DESCRIPTION: Infection with human Cytomegalovirus (CMV) continues to be a major threat for pregnant women, solid organ transplant recipients and patients with HIV-AIDS. Congenital CMV is the leading infectious cause of mental retardation and deafness. Although therapies for CMV can suppress virus replication, their prolonged use results in serious side effects and the emergence of resistant viruses. The available CMV inhibitors share the same mechanism of action - inhibition of viral DNA polymerase. There is an absolute need to identify new CMV inhibitors and to develop treatment strategies for CMV. The development of novel therapies for CMV could reduce morbidity and mortality in congenitally-infected children and the solid organ transplant population. Identification of novel compounds for CMV therapy is now possible because of the availability of large chemical libraries formatted as high-throughput screening (HTS) systems. The overall goals of this application (PAR-12-058) are to identify compounds that inhibit CMV replication using a quantitative HTS and a luciferase-recombinant CMV assay, to validate the specificity of the compounds for CMV using secondary and tertiary assays and to discover combination of anti-CMV agents by HTS to understand their mechanism of CMV inhibition. During the last several years we developed and validated sensitive and reproducible assays for quantification of CMV replication inhibition including a luciferase-recombinant CMV, luciferase-recombinant ganciclovir-resistant CMV, virus yield and DNA replication based on real-time PCR. These techniques have already been used extensively in our studies of CMV inhibitors such as artemisinins, and cardiac glycosides, two families of CMV inhibitors that differ in their mode of action and salinomycin. Our assays can be applied to screen the largest library of chemical probes in collaboration with the NIH and to identify chemical probes for the stage of virus replication in which these compounds act secondary and tertiary assays. The proposed investigations are likely to succeed because of our established experience in anti-viral assays and the expertise of NIH in HTS. The information derived from this application will have critical impact on CMV therapy. It may lead to the development of new concepts in CMV therapeutics by using compounds that inhibit a target different from the viral DNA polymerase and by implementing combination anti-CMV therapy.

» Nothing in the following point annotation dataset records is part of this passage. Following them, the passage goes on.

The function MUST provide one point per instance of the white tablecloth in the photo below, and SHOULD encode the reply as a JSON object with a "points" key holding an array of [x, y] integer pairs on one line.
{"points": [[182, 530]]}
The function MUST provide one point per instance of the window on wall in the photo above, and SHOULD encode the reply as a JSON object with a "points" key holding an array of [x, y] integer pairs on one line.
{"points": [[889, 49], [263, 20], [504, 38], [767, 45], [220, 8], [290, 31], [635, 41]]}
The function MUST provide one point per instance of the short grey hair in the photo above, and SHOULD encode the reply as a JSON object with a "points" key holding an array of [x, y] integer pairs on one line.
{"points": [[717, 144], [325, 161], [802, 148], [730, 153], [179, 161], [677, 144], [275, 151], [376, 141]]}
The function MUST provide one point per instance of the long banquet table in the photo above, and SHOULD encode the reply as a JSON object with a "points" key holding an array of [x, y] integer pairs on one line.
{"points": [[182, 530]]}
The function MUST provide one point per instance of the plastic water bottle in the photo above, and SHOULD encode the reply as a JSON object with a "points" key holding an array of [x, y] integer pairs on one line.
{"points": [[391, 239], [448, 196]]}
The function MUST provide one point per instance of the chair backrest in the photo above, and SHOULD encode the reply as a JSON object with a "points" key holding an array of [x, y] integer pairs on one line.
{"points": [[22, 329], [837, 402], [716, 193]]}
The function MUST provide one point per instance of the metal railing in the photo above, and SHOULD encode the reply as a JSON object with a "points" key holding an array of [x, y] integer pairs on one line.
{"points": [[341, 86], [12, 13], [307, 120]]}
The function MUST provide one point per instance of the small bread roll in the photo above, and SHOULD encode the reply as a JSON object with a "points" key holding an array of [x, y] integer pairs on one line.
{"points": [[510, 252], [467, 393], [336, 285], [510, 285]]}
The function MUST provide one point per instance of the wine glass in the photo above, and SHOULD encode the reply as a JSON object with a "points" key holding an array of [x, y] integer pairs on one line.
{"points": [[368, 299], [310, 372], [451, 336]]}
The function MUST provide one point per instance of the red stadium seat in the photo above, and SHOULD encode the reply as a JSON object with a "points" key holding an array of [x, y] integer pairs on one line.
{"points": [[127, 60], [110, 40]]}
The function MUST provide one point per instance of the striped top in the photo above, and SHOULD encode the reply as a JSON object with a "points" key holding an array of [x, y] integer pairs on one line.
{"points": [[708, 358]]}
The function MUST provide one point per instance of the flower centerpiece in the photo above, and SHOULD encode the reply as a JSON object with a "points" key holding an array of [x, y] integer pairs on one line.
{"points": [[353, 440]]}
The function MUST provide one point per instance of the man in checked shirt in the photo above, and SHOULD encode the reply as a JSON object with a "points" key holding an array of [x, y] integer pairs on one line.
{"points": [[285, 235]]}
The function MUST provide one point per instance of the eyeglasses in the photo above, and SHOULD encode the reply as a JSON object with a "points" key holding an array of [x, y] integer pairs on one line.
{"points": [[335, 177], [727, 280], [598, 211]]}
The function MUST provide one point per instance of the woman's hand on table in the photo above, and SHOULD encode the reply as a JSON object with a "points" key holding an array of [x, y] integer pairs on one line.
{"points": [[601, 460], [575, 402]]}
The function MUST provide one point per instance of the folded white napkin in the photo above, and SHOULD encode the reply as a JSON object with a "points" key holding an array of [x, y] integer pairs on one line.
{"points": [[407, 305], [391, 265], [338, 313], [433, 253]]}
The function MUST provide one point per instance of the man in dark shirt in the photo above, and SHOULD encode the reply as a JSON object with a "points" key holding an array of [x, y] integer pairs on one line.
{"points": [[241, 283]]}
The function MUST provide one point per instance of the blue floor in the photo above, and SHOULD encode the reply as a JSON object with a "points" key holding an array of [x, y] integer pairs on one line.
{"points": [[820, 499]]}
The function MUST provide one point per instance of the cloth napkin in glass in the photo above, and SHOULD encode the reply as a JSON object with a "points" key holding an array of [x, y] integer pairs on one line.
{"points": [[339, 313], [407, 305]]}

描述：人类巨细胞病毒 (CMV) 感染仍然是孕妇、实体器官移植接受者和艾滋病毒/艾滋病患者的主要威胁。先天性巨细胞病毒是导致智力低下和耳聋的主要原因。尽管 CMV 疗法可以抑制病毒复制，但长期使用会导致严重的副作用和耐药病毒的出现。现有的 CMV 抑制剂具有相同的作用机制——抑制病毒 DNA 聚合酶。绝对需要鉴定新的 CMV 抑制剂并制定 CMV 治疗策略。巨细胞病毒新疗法的开发可以降低先天性感染儿童和实体器官移植人群的发病率和死亡率。由于采用高通量筛选 (HTS) 系统的大型化学库的可用性，现在可以鉴定用于 CMV 治疗的新型化合物。本申请 (PAR-12-058) 的总体目标是使用定量 HTS 和荧光素酶重组 CMV 测定来鉴定抑制 CMV 复制的化合物，使用二级和三级测定来验证化合物对 CMV 的特异性，并发现通过 HTS 组合抗 CMV 药物以了解其抑制 CMV 的机制。在过去几年中，我们开发并验证了灵敏且可重复的 CMV 复制抑制定量检测方法，包括荧光素酶重组 CMV、荧光素酶重组抗更昔洛韦 CMV、基于实时 PCR 的病毒产量和 DNA 复制。这些技术已广泛用于我们对 CMV 抑制剂（如青蒿素和强心苷）的研究，这两个 CMV 抑制剂家族的作用不同 其作用方式与盐霉素相同。我们的检测可用于与 NIH 合作筛选最大的化学探针库，并鉴定用于病毒复制阶段的化学探针，这些化合物在该阶段发挥二级和三级检测作用。由于我们在抗病毒检测方面的丰富经验以及 NIH 在 HTS 方面的专业知识，拟议的研究很可能会成功。从该应用程序中获得的信息将对 CMV 治疗产生至关重要的影响。通过使用抑制不同于病毒 DNA 聚合酶的靶标的化合物以及实施联合抗 CMV 治疗，它可能会导致 CMV 治疗新概念的发展。